Os quatro artigos finais invertem a perspectiva: buscam apontar em Galileu o que talvez deva ser tributado à tradição medieval. Como que alinhavando todo o conjunto de escritos, Nascimento reencontra na física de Galileu a mesma concepção de "ciência intermediária" descrita em estado seminal na teologia de Tomás de Aquino.
São artigos curtos e explicitamente polêmicos, um deles em duas versões, fruto da discussão suscitada. E que esclarecem alguns pressupostos metodológicos do autor: manter-se colado à leitura rigorosa dos textos, mas apresentá-los de tal forma que constituam argumento em favor de uma leitura que enfatiza antes a continuidade histórica do que as rupturas: contra uma leitura "retrospectiva", isto é, que lê os autores do passado à luz do desenvolvimento posterior da ciência (ou da filosofia), "ler Galileu prospectivamente, isto é, a partir do que ele podia conhecer" (pág. 171).

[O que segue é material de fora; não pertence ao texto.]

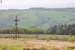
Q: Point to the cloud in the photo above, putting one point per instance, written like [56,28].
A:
[37,3]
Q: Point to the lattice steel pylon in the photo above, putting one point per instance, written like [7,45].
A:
[16,26]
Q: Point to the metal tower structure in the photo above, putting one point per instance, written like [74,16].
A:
[16,25]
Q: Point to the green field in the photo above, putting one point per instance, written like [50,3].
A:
[45,41]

Não se trata de negar que haja solução de continuidade entre a física (e a metafísica) antigas e medievais, mas que esta ruptura se dá a partir da tradição recebida -contra ela, mas não sem ela.

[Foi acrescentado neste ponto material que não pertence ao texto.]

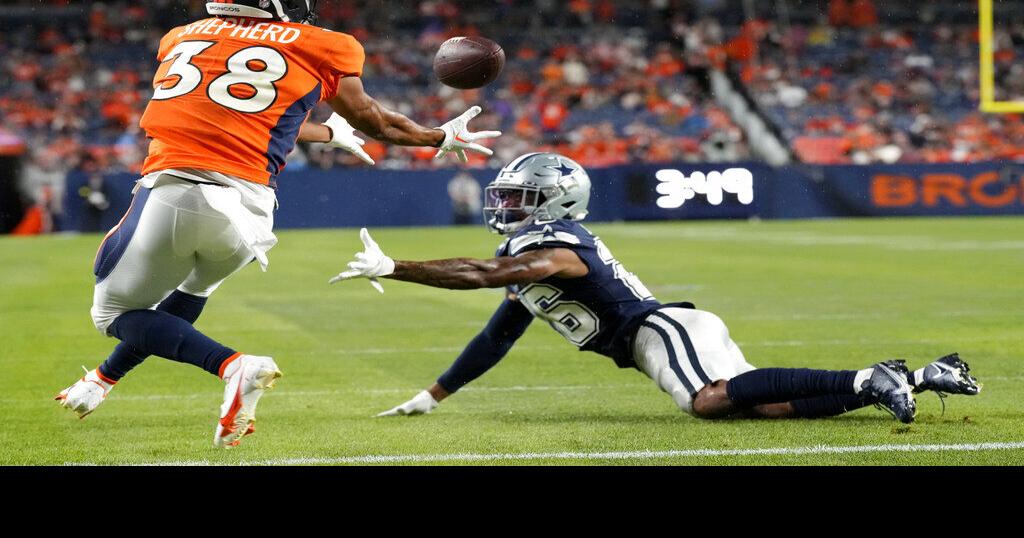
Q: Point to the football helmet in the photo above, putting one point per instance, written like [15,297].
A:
[285,10]
[536,187]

Afinal, na falta de uma filosofia da história consistente, a ruptura histórica não é menos misteriosa para nós do que uma continuidade que se possa constatar.
Embora os artigos que compõem a coletânea "De Tomás de Aquino a Galileu" tenham sido escritos durante um longo período de 25 anos (na sua maioria, só agora acessíveis ao leitor brasileiro) e sejam independentes entre si, ganha-se muito lendo-os como um livro coeso, em que os temas são apontados e retomados em chave diversa, mas podendo ser enfeixados numa mesma totalidade: a paciente e laboriosa produção de alguns dos conceitos determinantes da história da ciência moderna.